Structural topology optimization for nonlinear structures and stress-based design problems have been well developed and extensively studied. However, topology optimization of Simultaneous Geometrical and Material Nonlinear (SGMN) structures under stress constraints, requires significant investigation. Hence, based on an extended Bi-directional Evolutionary Structural Optimization (BESO) method, this work proposes a novel topology optimization method to maximize the stiffness of SGMN structures subject to both volume fraction and maximum von Mises stress constraints. The extended BESO method based on discrete variables can avoid the stress singularity problem. The global von Mises stress is established with the p-norm function, and the adjoint sensitivity analysis is derived. The nonlinear finite element equations are established by the Lagrangian method and the large deformation problem is solved by the Total Lagrangian method. A series of comparison studies have been conducted to validate the effectiveness and practicability of the method on several benchmark design problems. It concludes that the proposed approach can well control the stress level and efficiently solve the stress concentration effect at the critical stress areas of SGMN structures.

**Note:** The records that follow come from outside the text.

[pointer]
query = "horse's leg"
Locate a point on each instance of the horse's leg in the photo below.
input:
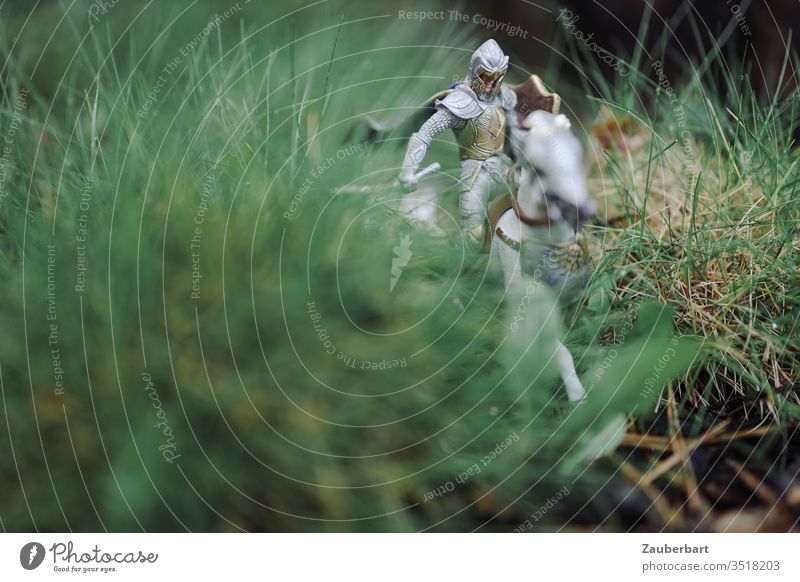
(572, 383)
(509, 257)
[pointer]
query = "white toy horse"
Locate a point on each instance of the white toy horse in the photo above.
(533, 230)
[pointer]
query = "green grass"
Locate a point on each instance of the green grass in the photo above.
(274, 432)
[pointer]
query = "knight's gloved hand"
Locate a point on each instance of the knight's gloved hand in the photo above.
(408, 182)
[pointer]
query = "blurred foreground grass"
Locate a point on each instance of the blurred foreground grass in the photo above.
(196, 334)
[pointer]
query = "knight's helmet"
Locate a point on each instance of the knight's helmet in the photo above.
(487, 67)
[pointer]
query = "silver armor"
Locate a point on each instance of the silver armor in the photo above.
(478, 110)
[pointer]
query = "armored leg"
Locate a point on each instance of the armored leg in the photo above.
(478, 180)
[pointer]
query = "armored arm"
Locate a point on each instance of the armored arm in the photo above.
(419, 143)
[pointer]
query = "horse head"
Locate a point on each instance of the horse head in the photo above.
(553, 155)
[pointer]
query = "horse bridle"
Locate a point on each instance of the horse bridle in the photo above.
(524, 218)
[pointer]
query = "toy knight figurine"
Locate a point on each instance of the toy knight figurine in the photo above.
(478, 110)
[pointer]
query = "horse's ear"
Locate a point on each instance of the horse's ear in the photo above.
(527, 123)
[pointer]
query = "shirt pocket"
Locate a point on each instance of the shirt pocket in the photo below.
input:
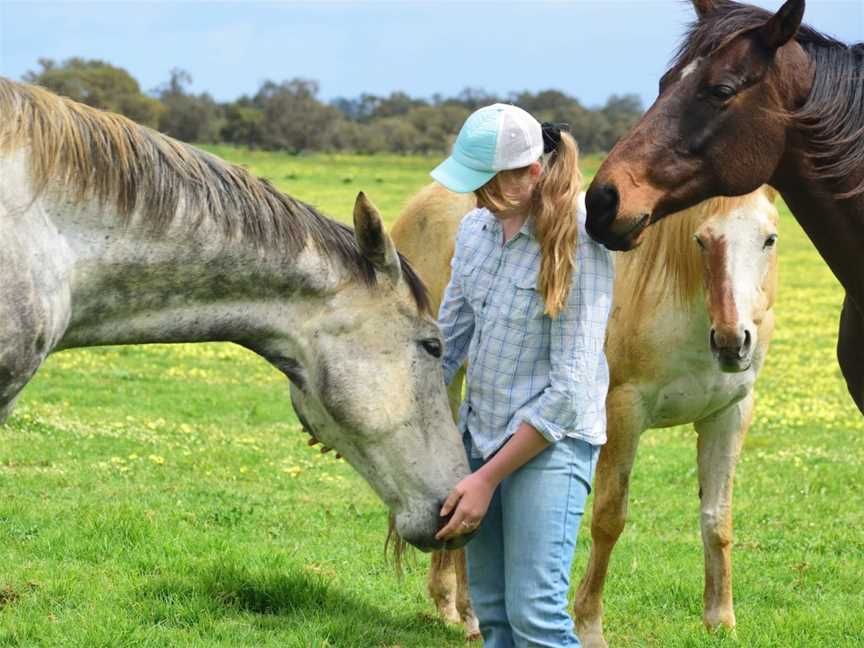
(470, 277)
(525, 310)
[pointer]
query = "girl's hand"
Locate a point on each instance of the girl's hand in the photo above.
(470, 499)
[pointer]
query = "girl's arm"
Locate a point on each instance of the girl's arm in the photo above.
(473, 494)
(455, 318)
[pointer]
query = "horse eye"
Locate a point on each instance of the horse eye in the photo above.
(721, 92)
(432, 346)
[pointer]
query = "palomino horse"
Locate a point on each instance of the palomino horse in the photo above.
(679, 302)
(752, 98)
(115, 234)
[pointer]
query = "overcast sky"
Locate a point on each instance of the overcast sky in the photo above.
(588, 48)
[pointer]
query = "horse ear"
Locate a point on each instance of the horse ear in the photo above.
(374, 243)
(704, 7)
(782, 26)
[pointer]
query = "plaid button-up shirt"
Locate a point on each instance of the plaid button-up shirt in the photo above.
(522, 364)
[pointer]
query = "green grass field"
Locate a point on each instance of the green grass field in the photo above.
(165, 496)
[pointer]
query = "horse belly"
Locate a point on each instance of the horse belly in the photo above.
(691, 397)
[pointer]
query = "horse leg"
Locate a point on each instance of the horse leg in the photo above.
(441, 584)
(23, 348)
(447, 579)
(850, 350)
(719, 446)
(611, 485)
(463, 597)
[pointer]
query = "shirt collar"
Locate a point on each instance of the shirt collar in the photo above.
(493, 225)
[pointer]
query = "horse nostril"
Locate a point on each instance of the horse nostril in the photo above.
(601, 201)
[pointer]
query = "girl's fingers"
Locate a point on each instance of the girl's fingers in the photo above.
(452, 528)
(450, 503)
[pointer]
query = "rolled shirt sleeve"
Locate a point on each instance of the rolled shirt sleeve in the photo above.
(576, 350)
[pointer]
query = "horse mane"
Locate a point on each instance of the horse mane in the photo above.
(833, 115)
(668, 261)
(89, 154)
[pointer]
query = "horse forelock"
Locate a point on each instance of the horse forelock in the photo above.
(85, 154)
(668, 261)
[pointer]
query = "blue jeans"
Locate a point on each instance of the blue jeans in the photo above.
(519, 561)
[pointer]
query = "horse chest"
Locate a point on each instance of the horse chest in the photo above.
(696, 392)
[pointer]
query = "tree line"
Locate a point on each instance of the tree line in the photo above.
(290, 116)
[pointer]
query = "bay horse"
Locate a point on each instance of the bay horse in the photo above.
(752, 98)
(709, 272)
(115, 234)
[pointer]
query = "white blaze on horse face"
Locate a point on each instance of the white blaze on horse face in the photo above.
(738, 257)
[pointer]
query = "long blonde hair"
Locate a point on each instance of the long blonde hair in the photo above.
(553, 208)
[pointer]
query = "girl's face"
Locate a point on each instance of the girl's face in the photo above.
(519, 187)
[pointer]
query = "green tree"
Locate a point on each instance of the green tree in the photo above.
(244, 124)
(294, 118)
(188, 117)
(100, 85)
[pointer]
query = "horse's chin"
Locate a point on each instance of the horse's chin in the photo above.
(732, 364)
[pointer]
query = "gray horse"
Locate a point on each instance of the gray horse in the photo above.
(114, 234)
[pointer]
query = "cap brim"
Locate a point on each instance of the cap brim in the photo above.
(459, 178)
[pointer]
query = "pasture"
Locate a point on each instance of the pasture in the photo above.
(165, 495)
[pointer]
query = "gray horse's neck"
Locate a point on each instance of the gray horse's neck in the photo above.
(189, 285)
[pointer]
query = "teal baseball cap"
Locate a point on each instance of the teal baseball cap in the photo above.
(494, 138)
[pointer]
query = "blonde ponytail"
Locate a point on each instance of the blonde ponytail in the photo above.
(553, 207)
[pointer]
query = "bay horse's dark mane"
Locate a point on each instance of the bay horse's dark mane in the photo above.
(833, 115)
(95, 155)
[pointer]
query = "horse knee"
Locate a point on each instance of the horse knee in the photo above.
(716, 528)
(849, 351)
(610, 511)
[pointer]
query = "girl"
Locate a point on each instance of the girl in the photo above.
(527, 304)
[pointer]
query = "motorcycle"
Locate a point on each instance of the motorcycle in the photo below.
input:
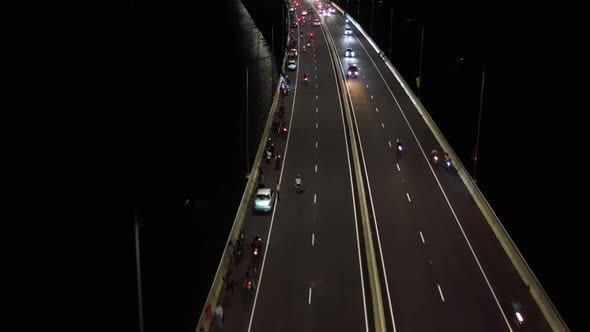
(240, 247)
(257, 247)
(435, 158)
(448, 163)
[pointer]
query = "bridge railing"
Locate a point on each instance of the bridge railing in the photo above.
(538, 293)
(215, 292)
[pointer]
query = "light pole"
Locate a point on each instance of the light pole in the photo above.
(247, 129)
(483, 77)
(390, 33)
(372, 10)
(136, 224)
(420, 69)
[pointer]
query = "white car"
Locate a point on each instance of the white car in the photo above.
(292, 65)
(264, 200)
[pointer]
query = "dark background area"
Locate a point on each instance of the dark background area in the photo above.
(78, 156)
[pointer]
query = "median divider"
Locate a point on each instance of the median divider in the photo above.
(537, 292)
(372, 268)
(205, 319)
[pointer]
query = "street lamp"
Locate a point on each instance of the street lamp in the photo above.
(372, 10)
(483, 77)
(420, 69)
(136, 224)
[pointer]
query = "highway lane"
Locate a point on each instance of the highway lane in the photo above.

非线性结构和基于应力的设计问题的结构拓扑优化已经得到很好的发展和广泛的研究。然而，在应力约束下同时进行几何和材料非线性 (SGMN) 结构的拓扑优化需要大量研究。因此，基于扩展的双向演化结构优化 (BESO) 方法，这项工作提出了一种新的拓扑优化方法，以最大化受体积分数和最大 von Mises 应力约束的 SGMN 结构的刚度。基于离散变量的扩展BESO方法可以避免应力奇异问题。全局 von Mises 应力由p建立-norm 函数，并导出伴随敏感性分析。采用拉格朗日法建立非线性有限元方程，采用全拉格朗日法求解大变形问题。已经进行了一系列比较研究，以验证该方法在几个基准设计问题上的有效性和实用性。得出的结论是，所提出的方法可以很好地控制应力水平，有效地解决SGMN结构临界应力区域的应力集中效应。